Monday, March 8, 2010

That was quick!

Chinese Foreign Minister Yang Jiechi hinted that the dispute arisen out of the White House meeting between President Obama and the Dalai-Lama may be something of the past. Washington will be forgiven.
In the case of President Sarkozy of France, Beijing's anger took months to subside. Sarkozy had dared to meet the Tibetan leader in Warsaw (Poland) against Beijing's 'advice'.
This is the difference between a 'big' country and a 'small' one and of course, it depends on the current 'national interests' of the PRC.
China Hints at Resolution of Sino-US Disputes
Peter Simpson
Beijing 07 March 2010
China's foreign minister says Beijing and the United States should move past recent disputes and work together to get relations back on track.  The foreign minister's comments came on the sidelines of the annual session of parliament.
Chinese Foreign Minister Yang Jiechi appeared to signal Sunday that a small, but significant, thaw in the frosty relations between Beijing and Washington has begun.
During a lengthy news conference at the on-going National People's Congress (NPC) in Beijing, he invited the United States to work with China to put recent differences behind them.

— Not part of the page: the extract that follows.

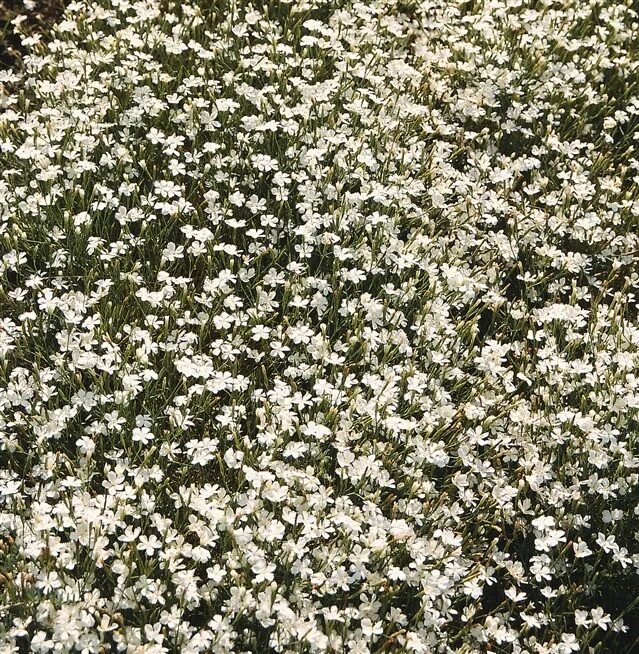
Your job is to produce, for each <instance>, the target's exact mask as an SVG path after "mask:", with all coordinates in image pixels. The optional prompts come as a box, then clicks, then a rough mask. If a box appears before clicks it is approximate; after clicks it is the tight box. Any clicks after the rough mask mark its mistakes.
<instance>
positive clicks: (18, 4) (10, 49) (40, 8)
mask: <svg viewBox="0 0 639 654" xmlns="http://www.w3.org/2000/svg"><path fill="white" fill-rule="evenodd" d="M32 4H33V6H32V8H29V7H30V6H31V3H30V2H29V0H27V6H25V4H24V1H23V0H0V70H6V69H7V68H13V67H15V66H19V65H20V60H21V58H22V56H23V55H24V48H23V47H22V44H21V40H20V36H19V35H18V34H15V32H14V29H15V28H14V26H13V25H12V24H11V21H12V20H13V19H14V18H16V17H17V16H25V17H26V20H25V21H24V22H23V23H22V24H21V28H20V29H21V30H22V31H23V32H25V33H27V34H29V35H31V34H42V35H43V36H44V35H46V34H47V32H48V30H49V27H50V26H51V25H52V24H53V23H55V22H56V21H57V20H58V19H59V18H60V16H61V15H62V12H63V11H64V6H65V2H64V0H34V2H33V3H32Z"/></svg>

He says the United States should work with the Chinese in a joint effort to return the China-U.S. relationship to a track of stable development. And he says Beijing hopes the United States will agree to overcome the differences.
Beijing and Washington have been at odds over a number of issues.  Among them are U.S. arms sales to Taiwan, the White House welcome for Tibet's exiled leader, the Dali Lama, Chinese cyber-spying and trade issues.
Yang's call for a resolution came amid a repeat of the hostile rhetoric by Beijing in recent weeks.
He reiterated Beijing's claim the United States had caused the strained ties, saying China's core interests had been ignored.  China's foreign policy has caused international anger recently, including Beijing's rigid stance on climate change and emissions cuts.
Beijing's trade policies have also caused friction.  China has refused to adjust the value of its currency, the yuan, which has been frozen at just under $7 since mid-2008.  This has allowed Beijing to preserve the international competitiveness of its exports.
Europe and the United States claim this creates unfair trade balances and have called on Beijing to loosen the yuan.  China's central bank released a statement to NPC delegates Saturday pledging to keep the country's currency stable throughout 2010.
Beijing has said it believes a change in its exchange rate will lead to a slowdown in economic growth and mass unemployment, threatening social stability.
Chinese exports plunged by 16 percent last year. China's Commerce Minister, Chen Deming, says it could take up to three years for the country's exports to reach pre-global financial crisis levels.